袁浩大气地道:「小事一桩,赵管队何须如此客气。」
赵江南看了一眼袁浩,不像是阴奉阳违,问:
「我去镇城这几天,何把总有什么命令送到没有?」
袁浩摇头。
赵江南有些不好的推测,怀疑何不云去追踪萧停舟是不是出了什么意外,后者可是三境牛筋境武夫,战力非凡。

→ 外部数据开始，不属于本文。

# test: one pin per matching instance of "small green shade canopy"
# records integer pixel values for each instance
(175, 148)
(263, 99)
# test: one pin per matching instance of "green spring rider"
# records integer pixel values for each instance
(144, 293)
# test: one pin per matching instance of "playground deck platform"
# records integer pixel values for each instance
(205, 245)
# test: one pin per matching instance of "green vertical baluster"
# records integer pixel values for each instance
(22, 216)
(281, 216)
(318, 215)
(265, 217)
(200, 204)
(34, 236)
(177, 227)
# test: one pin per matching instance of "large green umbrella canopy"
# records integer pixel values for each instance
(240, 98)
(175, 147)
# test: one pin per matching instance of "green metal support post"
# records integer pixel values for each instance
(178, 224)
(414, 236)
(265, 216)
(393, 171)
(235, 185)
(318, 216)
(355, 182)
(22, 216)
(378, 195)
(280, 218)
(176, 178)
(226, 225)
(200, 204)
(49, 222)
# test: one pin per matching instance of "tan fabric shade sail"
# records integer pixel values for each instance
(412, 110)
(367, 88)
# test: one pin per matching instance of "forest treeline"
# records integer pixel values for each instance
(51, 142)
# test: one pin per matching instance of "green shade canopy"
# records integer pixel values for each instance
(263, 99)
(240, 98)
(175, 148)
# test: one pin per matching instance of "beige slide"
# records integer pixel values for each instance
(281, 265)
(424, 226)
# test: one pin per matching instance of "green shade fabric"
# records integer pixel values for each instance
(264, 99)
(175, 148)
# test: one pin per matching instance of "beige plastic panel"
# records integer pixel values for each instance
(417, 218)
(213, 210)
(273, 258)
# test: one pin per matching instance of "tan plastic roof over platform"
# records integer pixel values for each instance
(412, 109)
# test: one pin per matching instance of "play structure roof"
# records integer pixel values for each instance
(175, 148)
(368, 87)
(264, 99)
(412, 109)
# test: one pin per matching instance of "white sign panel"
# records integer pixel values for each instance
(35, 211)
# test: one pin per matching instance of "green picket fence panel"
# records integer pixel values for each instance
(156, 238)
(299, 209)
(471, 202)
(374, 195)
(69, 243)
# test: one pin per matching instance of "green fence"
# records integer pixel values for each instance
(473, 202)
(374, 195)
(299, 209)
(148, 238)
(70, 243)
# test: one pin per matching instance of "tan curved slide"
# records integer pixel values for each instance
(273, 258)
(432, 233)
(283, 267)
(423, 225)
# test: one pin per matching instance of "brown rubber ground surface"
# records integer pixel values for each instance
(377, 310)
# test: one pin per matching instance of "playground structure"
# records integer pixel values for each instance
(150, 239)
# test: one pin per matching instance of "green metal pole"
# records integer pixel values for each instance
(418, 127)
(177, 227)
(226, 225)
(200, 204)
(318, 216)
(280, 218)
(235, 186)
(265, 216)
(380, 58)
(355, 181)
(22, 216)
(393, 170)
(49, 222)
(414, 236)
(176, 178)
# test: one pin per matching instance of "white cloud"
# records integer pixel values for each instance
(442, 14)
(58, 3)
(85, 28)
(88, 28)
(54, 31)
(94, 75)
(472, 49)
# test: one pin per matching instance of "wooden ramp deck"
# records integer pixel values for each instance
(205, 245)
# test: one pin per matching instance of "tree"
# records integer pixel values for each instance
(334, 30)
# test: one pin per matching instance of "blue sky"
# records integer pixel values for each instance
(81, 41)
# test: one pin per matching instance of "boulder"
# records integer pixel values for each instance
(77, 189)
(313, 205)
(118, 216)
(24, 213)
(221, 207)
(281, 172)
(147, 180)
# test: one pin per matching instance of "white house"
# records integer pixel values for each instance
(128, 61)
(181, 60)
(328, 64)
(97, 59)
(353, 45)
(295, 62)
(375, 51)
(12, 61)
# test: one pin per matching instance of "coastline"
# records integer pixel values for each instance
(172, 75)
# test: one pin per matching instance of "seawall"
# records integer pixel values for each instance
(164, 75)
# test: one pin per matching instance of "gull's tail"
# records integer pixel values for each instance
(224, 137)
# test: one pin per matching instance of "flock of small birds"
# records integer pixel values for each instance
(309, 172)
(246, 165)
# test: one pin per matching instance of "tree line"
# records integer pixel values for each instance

而何不云不过二境铜皮境武夫,境界差了一境,那就是天壤之别。
这么多天没得指令,他一直担心跑去镇城做私事被把总知道。
不过担心也没得用,人前显圣那事人尽皆知,根本瞒不住,迟早会被责怪。
但是,他也不怕,如今他也不是谁都可以拿捏的大头兵了。
歇息一晚,第二日继续顶风行军。
赵江南暗暗留心身后,看能否发现二哥赵河良保护的身影,却是连鬼影子都没看见。
估计二哥很可能是在耍他,好让他安心回黑山营。
正当他犹疑之际,耳畔却是传来赵河良的声音:「我的好三弟,是不是以为二哥又在耍你?」
赵江南骑在马背上,茫然四顾。
除了平原土坳,哪里有什么人。
赵河良的声音又送到耳里:「别看了,在你左侧山坳后,二哥这手【传音入密】功夫用的如何?」
「比在宁夏镇城外截杀那次丝滑多了。」赵江南想回答,却是苦于不会这上乘功夫。
「江南,二哥就送你到这里了,一直没发现有人跟踪,估计是投鼠忌器,不敢下手了。」
赵河良的声音变得饱含不舍和怀念之意,声音竟是微微有些发颤。
钱宁的心狠手辣只是针对别人来说,自家人却是关怀备至...赵江南觉得言之有理。
他在镇城这么名声大噪,还要来杀他,只能证明那几个反骨仔是真的成不了大事,也就只能小打小闹。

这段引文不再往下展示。